A time to dance, a time to weep: reflections on a winter’s day
Yesterday was a strange and difficult day. I had planned to be spending time with my inspirational classmates from the 2011-12 LLM (Masters in Law) course at Queen Mary, University of London, celebrating their graduation. Instead I was at the funeral of a member of my extended family in the bitterly cold and foggy East Anglian countryside. Life’s like that.
The last few weeks have been eventful and taxing in a way that I had not anticipated. As John Lennon said – life is what happens when you’re busy making other plans. My other plans consisted of writing my next piece for this blog and preparing for the inevitable (for me) stress of the Christmas/New Year season. Life, however, had other plans of its own. Dealing with the unexpected is often hard for many people. If you live, as I do, with the illness ME, it pretty much screws you completely.
I have had no resources left to write the post(s) which I had planned but I cannot lay this year to rest without thanking you for reading this blog. I plan to continue working and writing as best I can when the New Year gets under way and hopefully I have recovered a little from the events of the last few weeks.

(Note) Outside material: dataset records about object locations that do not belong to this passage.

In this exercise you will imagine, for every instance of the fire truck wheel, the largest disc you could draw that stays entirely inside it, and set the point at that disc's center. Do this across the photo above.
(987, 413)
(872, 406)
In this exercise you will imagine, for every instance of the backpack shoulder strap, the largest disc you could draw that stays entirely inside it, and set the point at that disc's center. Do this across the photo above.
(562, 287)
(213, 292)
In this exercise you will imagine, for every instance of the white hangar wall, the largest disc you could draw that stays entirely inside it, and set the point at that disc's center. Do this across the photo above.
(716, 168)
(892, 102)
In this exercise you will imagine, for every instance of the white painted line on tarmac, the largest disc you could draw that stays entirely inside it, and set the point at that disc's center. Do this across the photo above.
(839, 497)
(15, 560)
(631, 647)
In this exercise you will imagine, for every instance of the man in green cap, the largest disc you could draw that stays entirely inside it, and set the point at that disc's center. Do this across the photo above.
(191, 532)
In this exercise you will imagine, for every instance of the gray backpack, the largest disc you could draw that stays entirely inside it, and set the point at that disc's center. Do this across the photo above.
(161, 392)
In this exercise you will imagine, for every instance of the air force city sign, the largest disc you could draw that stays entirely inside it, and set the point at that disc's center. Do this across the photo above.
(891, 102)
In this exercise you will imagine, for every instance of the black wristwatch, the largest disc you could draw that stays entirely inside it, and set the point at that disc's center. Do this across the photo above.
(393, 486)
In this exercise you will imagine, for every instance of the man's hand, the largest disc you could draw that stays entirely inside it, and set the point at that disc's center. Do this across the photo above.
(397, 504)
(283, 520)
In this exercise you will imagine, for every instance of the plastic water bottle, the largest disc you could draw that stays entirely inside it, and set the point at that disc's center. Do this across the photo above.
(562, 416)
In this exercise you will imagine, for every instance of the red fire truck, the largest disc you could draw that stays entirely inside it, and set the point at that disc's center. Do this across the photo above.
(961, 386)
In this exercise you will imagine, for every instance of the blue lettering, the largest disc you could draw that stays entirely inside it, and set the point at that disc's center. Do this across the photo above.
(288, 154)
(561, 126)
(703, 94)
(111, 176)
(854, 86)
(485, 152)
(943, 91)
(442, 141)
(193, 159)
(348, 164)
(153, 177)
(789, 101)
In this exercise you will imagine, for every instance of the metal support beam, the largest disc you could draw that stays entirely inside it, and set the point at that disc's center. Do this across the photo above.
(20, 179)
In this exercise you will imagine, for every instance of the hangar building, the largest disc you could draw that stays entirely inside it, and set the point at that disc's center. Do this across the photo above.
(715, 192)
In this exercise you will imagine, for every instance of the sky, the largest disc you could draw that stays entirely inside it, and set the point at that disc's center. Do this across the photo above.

I feel overwhelmingly frustrated by the constraints imposed by my health problems; however, whilst I must accept the necessity of managing my health on a mundane day-to-day basis, I want to avoid focussing on that and concentrate instead on what I hope to do in the future. Much of that revolves around my very slow-cooking plans for practical awareness-raising of the mistreatment of ME patients. However, there will be other subjects too – because life is not a single-issue campaign: hence the sub-title of this blog. I cannot achieve nearly as much work as I would like nor update the blog nearly often enough but there will be more work and new posts as and when I am able.
So I wish you a joyous and peaceful festive season – whoever you are, wherever you are and whatever your religion or belief system. For many people, this season can be a difficult and lonely time, in which case I want to say that I will be thinking of you particularly, even though I may not know you personally.
Thank you for reading this. I hope to meet you again in 2013.